[Pacemaker] pacemaker/dlm problems

Mon Sep 26 04:41:14 EDT 2011

26.09.2011 11:16, Andrew Beekhof wrote:
[snip]
>>
>>>
>>> Regardless, for 1.1.6 the dlm would be better off making a call like:
>>>
>>>           rc = st->cmds->fence(st, st_opts, target, "reboot", 120);
>>>
>>> from fencing/admin.c
>>>
>>> That would talk directly to the fencing daemon, bypassing attrd, crnd
>>> and PE - and thus be more reliable.
>>>
>>> This is what the cman plugin will be doing soon too.
>>
>> Great to know, I'll try that in near future. Thank you very much for
>> pointer.
> 
> 1.1.7 will actually make use of this API regardless of any *_controld
> changes - i'm in the middle of updating the two library functions they
> use (crm_terminate_member and crm_terminate_member_no_mainloop).

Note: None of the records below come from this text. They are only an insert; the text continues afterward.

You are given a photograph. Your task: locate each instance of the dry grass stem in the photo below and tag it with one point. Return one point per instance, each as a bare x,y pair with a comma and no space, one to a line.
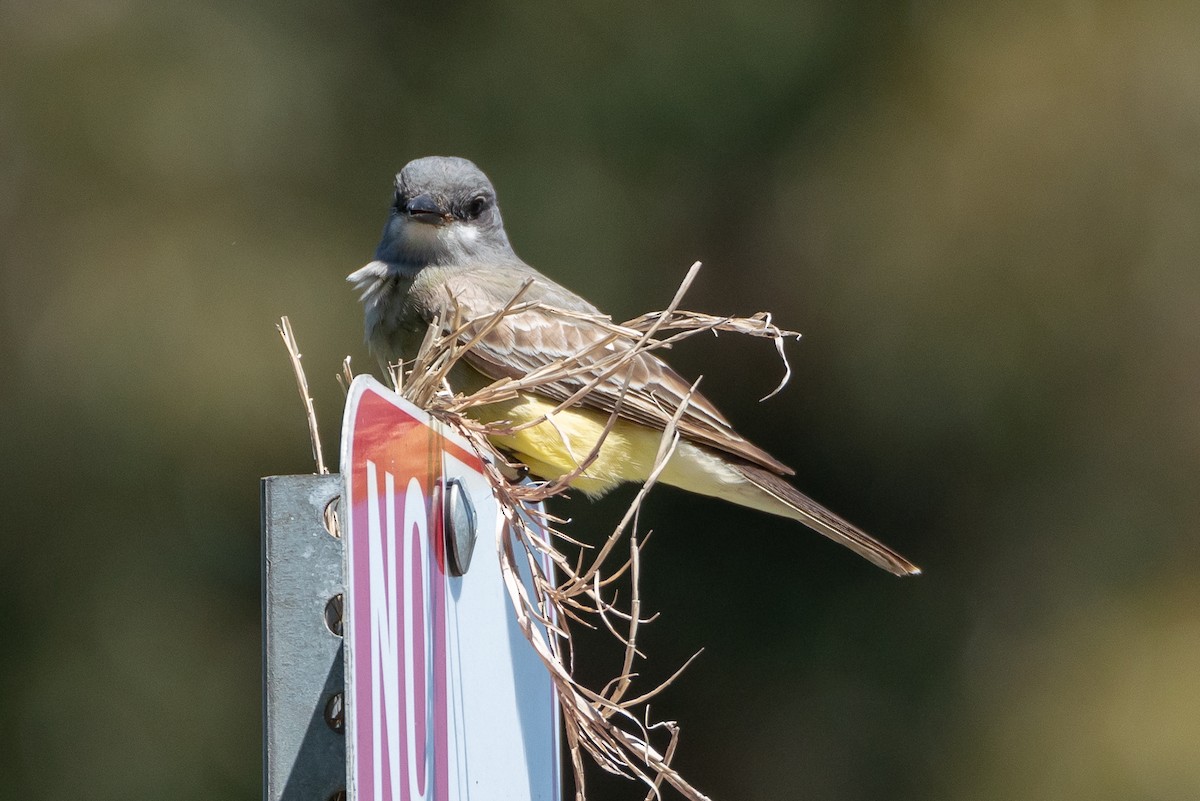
601,723
289,342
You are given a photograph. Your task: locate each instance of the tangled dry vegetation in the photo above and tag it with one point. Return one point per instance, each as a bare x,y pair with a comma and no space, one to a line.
612,722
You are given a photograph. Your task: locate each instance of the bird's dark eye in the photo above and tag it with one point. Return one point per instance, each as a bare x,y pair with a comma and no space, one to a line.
477,206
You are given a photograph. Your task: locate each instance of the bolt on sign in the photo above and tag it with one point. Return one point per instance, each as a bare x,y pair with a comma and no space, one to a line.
445,698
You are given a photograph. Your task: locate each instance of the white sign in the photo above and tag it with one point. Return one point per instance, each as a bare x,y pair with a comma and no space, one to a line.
445,698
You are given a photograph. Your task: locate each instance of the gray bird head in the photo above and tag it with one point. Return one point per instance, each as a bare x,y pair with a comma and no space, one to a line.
443,211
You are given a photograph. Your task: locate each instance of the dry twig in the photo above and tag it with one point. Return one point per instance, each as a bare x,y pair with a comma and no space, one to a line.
601,723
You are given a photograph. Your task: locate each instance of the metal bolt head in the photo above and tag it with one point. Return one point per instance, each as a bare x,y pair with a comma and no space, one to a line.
459,524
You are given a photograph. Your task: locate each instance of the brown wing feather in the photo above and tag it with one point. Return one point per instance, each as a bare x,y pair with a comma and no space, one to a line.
527,341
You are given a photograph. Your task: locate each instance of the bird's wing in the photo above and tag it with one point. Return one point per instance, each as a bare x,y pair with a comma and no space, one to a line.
526,341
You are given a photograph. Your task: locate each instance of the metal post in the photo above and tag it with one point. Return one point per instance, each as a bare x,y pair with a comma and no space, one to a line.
304,746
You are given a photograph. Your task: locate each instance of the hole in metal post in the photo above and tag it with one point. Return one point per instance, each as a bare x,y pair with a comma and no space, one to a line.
335,712
334,614
333,523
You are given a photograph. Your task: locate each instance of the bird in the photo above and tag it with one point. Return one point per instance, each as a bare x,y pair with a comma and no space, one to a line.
444,251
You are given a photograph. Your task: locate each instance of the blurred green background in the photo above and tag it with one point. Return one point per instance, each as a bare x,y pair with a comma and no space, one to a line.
984,217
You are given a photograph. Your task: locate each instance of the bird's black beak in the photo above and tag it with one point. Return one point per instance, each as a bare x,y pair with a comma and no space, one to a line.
425,209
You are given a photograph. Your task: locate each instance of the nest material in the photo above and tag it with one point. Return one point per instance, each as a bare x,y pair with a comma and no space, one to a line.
611,723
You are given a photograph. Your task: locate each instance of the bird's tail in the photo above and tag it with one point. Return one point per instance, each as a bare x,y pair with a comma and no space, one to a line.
822,521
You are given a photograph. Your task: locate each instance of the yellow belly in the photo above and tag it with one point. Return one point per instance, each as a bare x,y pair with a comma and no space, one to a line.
553,449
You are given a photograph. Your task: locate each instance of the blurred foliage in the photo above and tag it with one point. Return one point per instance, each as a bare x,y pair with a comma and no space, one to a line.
983,216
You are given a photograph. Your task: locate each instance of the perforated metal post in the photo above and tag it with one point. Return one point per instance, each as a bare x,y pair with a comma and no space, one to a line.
304,746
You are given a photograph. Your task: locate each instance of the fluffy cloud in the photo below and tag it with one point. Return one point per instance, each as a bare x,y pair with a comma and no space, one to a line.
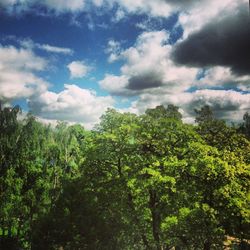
73,104
55,49
78,69
17,73
223,42
229,105
147,66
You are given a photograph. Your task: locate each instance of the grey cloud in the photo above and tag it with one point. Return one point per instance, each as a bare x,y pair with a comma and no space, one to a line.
145,81
219,43
186,3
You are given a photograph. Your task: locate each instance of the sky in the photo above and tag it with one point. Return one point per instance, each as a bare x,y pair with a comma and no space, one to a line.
71,60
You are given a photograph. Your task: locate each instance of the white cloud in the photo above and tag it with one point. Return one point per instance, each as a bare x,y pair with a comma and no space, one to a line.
147,65
65,5
30,44
223,77
55,49
78,69
114,84
229,105
73,104
204,11
113,49
17,73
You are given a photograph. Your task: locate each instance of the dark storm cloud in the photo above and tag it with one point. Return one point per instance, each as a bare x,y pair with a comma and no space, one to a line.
146,81
222,43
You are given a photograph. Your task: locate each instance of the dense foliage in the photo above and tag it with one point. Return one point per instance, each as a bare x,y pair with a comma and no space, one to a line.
133,182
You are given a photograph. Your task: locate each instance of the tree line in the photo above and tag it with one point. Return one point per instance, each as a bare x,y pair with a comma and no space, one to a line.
145,181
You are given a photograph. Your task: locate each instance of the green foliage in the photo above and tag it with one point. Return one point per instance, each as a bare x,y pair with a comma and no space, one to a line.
133,182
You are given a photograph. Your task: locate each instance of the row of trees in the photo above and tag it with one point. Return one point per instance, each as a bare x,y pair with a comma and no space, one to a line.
133,182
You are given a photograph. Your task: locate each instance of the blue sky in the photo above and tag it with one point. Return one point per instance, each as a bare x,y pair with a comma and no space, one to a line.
71,60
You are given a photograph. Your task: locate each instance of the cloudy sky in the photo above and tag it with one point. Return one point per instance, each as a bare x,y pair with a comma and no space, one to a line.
71,60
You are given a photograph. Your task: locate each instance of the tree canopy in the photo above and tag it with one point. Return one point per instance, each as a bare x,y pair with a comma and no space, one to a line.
145,181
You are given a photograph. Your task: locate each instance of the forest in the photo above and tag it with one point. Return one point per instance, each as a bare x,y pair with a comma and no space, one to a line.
138,182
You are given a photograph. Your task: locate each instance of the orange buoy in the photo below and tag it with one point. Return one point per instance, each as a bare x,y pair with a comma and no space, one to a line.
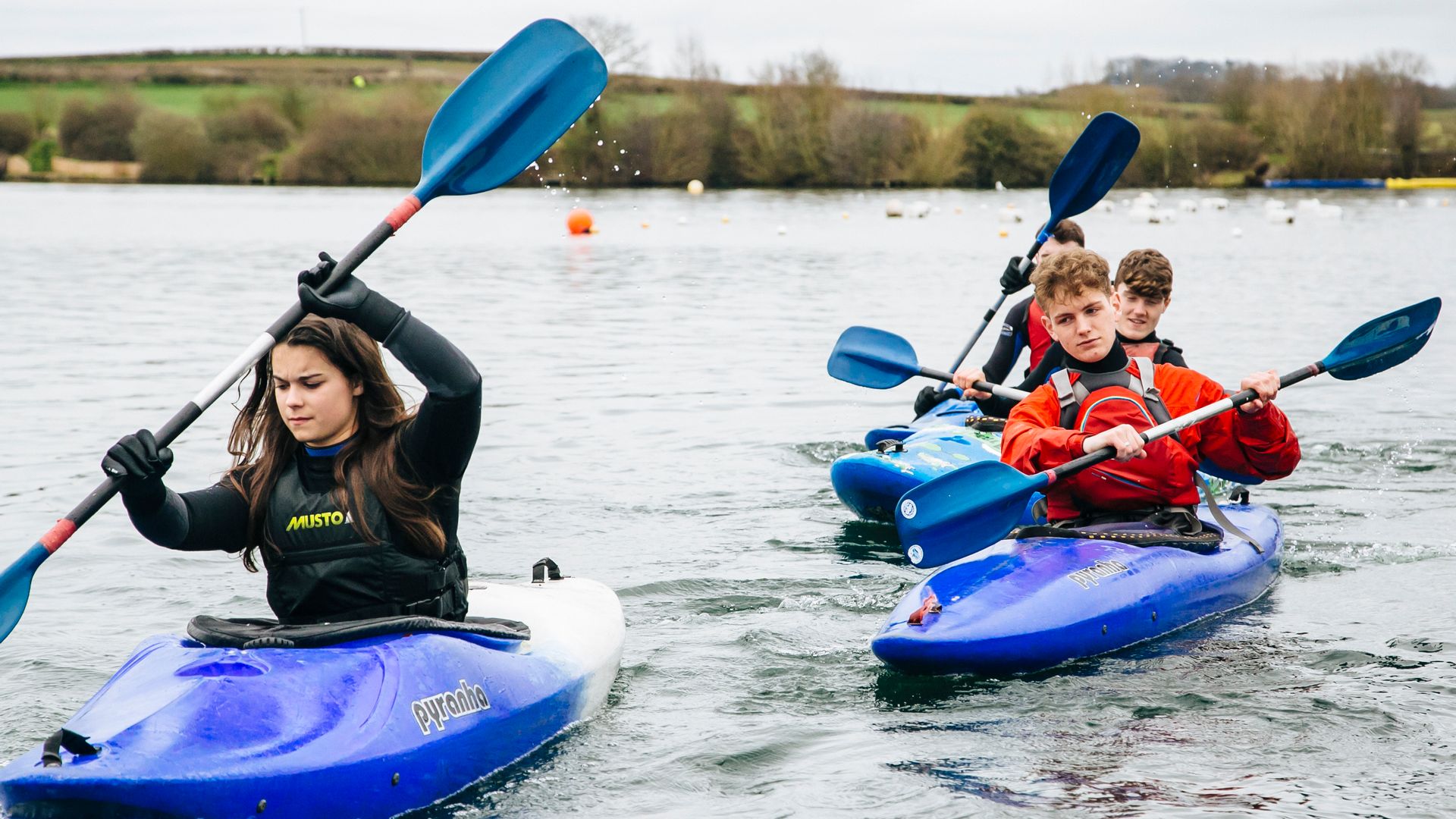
579,221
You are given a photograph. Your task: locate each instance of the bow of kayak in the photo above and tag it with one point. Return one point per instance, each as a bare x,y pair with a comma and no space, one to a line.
369,727
873,483
1028,605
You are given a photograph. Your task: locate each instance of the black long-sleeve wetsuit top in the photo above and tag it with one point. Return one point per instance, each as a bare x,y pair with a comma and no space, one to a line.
436,447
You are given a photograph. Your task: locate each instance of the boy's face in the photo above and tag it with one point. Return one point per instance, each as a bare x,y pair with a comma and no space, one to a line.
1138,316
1085,324
1052,246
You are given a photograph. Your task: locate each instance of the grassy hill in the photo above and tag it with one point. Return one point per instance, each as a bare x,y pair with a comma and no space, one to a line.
680,129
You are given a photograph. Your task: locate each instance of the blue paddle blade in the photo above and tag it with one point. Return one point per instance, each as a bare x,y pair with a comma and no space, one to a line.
1091,168
510,110
15,588
1383,343
963,512
873,357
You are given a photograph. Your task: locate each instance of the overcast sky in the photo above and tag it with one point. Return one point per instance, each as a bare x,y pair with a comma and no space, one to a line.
925,46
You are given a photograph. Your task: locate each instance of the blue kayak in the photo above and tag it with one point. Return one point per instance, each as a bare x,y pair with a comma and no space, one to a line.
1030,605
366,727
871,483
952,413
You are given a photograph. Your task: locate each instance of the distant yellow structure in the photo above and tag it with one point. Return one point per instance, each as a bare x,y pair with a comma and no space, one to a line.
1416,184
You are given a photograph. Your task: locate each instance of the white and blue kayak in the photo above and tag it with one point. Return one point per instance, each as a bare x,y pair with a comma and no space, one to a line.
902,458
246,720
1031,604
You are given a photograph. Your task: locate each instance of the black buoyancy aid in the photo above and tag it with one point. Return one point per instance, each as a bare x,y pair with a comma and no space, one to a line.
324,569
1037,337
1095,403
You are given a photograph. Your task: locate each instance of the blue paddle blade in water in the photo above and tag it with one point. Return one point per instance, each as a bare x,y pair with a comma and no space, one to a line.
963,512
873,357
15,586
1091,167
1383,343
510,110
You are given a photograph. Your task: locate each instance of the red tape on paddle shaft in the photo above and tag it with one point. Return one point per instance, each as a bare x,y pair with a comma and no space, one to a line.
55,535
402,212
929,607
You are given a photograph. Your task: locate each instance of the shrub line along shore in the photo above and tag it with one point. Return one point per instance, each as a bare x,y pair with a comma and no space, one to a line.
357,117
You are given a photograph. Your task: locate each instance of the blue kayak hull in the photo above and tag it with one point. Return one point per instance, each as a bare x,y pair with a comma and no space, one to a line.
946,413
370,727
871,483
1030,605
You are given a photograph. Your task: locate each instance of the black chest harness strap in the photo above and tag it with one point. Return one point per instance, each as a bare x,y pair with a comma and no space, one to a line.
1071,395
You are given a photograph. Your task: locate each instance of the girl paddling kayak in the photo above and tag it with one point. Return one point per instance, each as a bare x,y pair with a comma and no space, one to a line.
350,500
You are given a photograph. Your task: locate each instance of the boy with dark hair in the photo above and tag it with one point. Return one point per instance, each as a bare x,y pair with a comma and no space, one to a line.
1104,398
1144,286
1021,330
1145,289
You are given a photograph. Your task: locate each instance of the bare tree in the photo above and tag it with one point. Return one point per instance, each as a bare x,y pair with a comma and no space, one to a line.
617,41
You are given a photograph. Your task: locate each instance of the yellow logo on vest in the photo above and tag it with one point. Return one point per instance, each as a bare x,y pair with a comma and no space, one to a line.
318,521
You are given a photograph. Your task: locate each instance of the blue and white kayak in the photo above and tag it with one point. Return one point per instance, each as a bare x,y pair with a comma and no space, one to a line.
871,483
1030,605
948,413
367,727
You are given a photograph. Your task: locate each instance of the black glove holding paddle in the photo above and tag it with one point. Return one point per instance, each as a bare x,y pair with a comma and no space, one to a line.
140,464
1014,279
929,398
350,300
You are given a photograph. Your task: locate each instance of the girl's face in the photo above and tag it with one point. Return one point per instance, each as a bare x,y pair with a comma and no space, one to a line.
316,403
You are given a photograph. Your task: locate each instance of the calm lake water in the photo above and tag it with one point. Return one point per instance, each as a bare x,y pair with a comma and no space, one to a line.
657,416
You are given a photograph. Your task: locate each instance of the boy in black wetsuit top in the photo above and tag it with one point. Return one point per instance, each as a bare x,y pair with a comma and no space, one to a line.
1144,292
1022,327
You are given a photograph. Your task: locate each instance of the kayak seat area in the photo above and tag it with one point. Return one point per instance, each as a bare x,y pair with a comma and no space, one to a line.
1138,534
262,632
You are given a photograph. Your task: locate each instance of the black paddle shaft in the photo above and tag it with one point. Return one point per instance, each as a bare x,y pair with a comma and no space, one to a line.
1025,264
193,410
1187,420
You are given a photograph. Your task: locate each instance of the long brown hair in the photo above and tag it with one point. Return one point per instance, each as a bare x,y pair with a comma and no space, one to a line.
262,447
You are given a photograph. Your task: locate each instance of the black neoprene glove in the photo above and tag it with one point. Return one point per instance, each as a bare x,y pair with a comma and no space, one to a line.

Ah, I then try your patch and wait for that to be resolved.

> 
>>
>>>
>>>>
>>>> I agree with Jiaju
>>>> (https://lists.linux-foundation.org/pipermail/openais/2011-September/016713.html),
>>>> that could be solely pacemaker problem, because it probably should
>>>> originate fencing itself is such situation I think.
>>>>
>>>> So, using pacemaker/dlm with openais stack is currently risky due to
>>>> possible hangs of dlm_lockspaces.
>>>
>>> It shouldn't be, failing to connect to attrd is very unusual.
>>
>> By the way, one of underlying problems, which actually made me to notice
>> all this, is that pacemaker cluster does not fence its DC if it leaves
>> the cluster for a very short time. That is what Jiaju told in his notes.
>> And I can confirm that.
> 
> Thats highly surprising.  Do the logs you sent display this behaviour?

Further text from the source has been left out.